Supervisely Format

Supervisely json-based annotation format supports such figures:

  • rectangle

  • line (polyline)

  • polygon

  • point

  • bitmap

Annotations are stored separately for each image.

Let's consider the following example:

Original image
Annotated image

Json for the whole project

Each project has predefined objects classes and tags. File meta.json contains this information.

{
"tags": ["vegetable", "fruit", "other", "breakfast", "lunch", "dinner"],
"classes": [
{
"title": "tomato",
"shape": "bitmap",
"color": "#F6FF00"
},
{
"title": "egg",
"shape": "polygon",
"color": "#00FF06"
},
{
"title": "bread",
"shape": "rectangle",
"color": "#FF0000"
},
{
"title": "basil",
"shape": "line",
"color": "#FF00B1"
},
{
"title": "mozzarella",
"shape": "point",
"color": "#0030FF"
}
]
}

Fields description:

  • "tags" - list of strings - all possible tags that can be assigned to images or objects

  • "classes" - list of objects - all possible object classes. Each object has the following fields:

    • "title" - string - the unique identifier of a class

    • "shape" - string - one of ["bitmap", "polygon", "rectangle", "line", "point"]

    • "color" - string - hex color code

Json for an image

For each image we keep a json file with annotations. Let's consider the structure of this file with the following example:

{
"description": "tasty food",
"name": "tomatoes-eggs-dish-the-green-plate-51163",
"size": {
"width": 2100,
"height": 1500
},
"tags": ["lunch"],
"objects": [...]
}

Fields description:

  • "description" (optional) - used to store the text we want to assign to the image. For example, it can be useful if you are going to build an image captioning system

  • "name" - image basename (filename without extension)

  • "size" - is equal to image size. Mostly, it is used to get the image size without the actual image reading to speed up some data processing steps.

    • "width" - image width in pixels

    • "height" - image height in pixels

  • "tags" - list of strings that will be interpreted as image tags.

  • "objects" - list of objects, which format will be described below

Figures: the elements of "objects" list

Rectangle

{
"description": "",
"tags": []
"bitmap": null,
"classTitle": "bread",
"points": {
"exterior": [
[
1075,
298
],
[
1517,
681
]
],
"interior": []
}
}

Fields description:

  • "description" - string - text description of an object

  • "tags" - list of strings - object tags

  • "bitmap" always equals to null

  • "classTitle" - string - the title of a class. It is used to identify the class shape from file meta.json

  • "points" - object with two fields:

    • "exterior" - list of two lists with two numbers (coordinates) [[left, top], [right, bottom]]

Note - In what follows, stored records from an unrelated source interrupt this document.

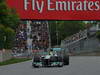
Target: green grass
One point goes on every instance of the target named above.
(14, 60)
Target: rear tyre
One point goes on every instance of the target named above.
(66, 60)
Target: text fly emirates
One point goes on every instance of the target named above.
(62, 5)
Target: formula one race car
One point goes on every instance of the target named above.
(50, 60)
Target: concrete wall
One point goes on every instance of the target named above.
(5, 55)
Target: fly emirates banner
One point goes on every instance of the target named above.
(56, 9)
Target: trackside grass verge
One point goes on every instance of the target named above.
(14, 60)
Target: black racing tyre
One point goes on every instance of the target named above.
(36, 59)
(66, 60)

    • "interior" - always an empty list for this shape

Line

{
"description": "",
"tags": [],
"bitmap": null,
"classTitle": "basil",
"points": {
"exterior": [
[
834,
848
],
[
941,
791
]
],
"interior": []
}
}

Fields explanation:

  • "description" (optional) - string - the text description of object

  • "tags" - list of strings - object tags

  • "bitmap" always equals to null

  • "classTitle" - string - the title of a class. It is used to identify the class shape from file meta.json

  • "points" - object with two fields:

    • "exterior" - list of points (x and y coordinates), e.g. [[x1, y1], [x2, y2], [x3, y3], [x4, y4], ...]

    • "interior" - always an empty list for this shape

Polygon

{
"description": "",
"tags": ["other"],
"bitmap": null,
"classTitle": "egg",
"points": {
"exterior": [
[1126, 753], [1123, 775], ..., [1136, 721], [1126, 753]
],
"interior": []
}
}

Fields description:

  • "description" (optional) - string - the text description of an object

  • "tags" - list of strings - object tags

  • "bitmap" always equals to null

  • "classTitle" - string - the title of a class. It is used to identify the class shape from file meta.json

  • "points" - object with two fields:

    • "exterior" - list of points (x and y coordinates), e.g. [[x1, y1], [x2, y2], [x3, y3], [x4, y4], ...]. The object contour is defined with these points

    • "interior" - list of elements that has the same structure like the "exterior" field. In other words, this is the list of polygons that define object holes.

Point

{
"description": "",
"tags": [],
"bitmap": null,
"classTitle": "mozzarella",
"points": {
"exterior": [
[
1004,
999
]
],
"interior": []
}
}

Fields description:

  • "description" (optional) - string - the text description of an object

  • "tags" - list of strings - object tags

  • "bitmap" always equals to null

  • "classTitle" - string - the title of a class. It is used to identify the class shape from file meta.json

  • "points" - an object with two fields:

    • "exterior" - list of single points (x and y coordinates)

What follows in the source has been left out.